6 Unsafe Ways to Defrosting Meat:
- Placing meat in hot water – Using hot water on meat is a bad idea because it will breed bacteria in the process.
- Defrosting meats in countertop– This may be the worst option since it keeps food in the danger zone for the longest period of time. Since bacteria counts can double every 20 minutes, you’re opening up a serious risk of food poisoning.
- Forgetting to wash your hands – Hello, cross-contamination! Don’t be a vehicle for the spread of harmful bacteria. Wash your hands with warm water and soap before touching anything else in the kitchen.
- Marinating on the counter– You should only allow your meat to marinate in the fridge in a sealed container. Leaving it at room temperature is dangerous.

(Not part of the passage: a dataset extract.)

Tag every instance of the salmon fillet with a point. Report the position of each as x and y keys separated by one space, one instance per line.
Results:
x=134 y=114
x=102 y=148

- Washing raw meat in the sink – (After defrosting) It’s usually the germ-conscious that wash their meat in the first place, but researchers have found that washing your meat before cooking can actually cause more bacteria to spread and risk cross-contamination! More on that here.
Defrosting trays– Defrosting trays are, as the name suggests, specific plates used to place frozen
meat just taken out from the freezer. Most of these trays are made from superconductive metal
alloys like aluminum, which allows meat to be heated quicker from the heat in the room. But it’s easy to use a defrosting tray unsafely.
First, ensure the meat you decide to use is completely flat on the surface of the tray because with limited surface area in contact with the conductive metal, it will take much longer to defrost and allow bacteria to multiply. Secondly, you should never use a defrosting tray for larger pieces of raw meat (large steaks, whole birds, large amounts of ground meat). If a defrosting tray can’t get the job done in under 30 minutes, don’t use it.
Did any of these facts surprise you?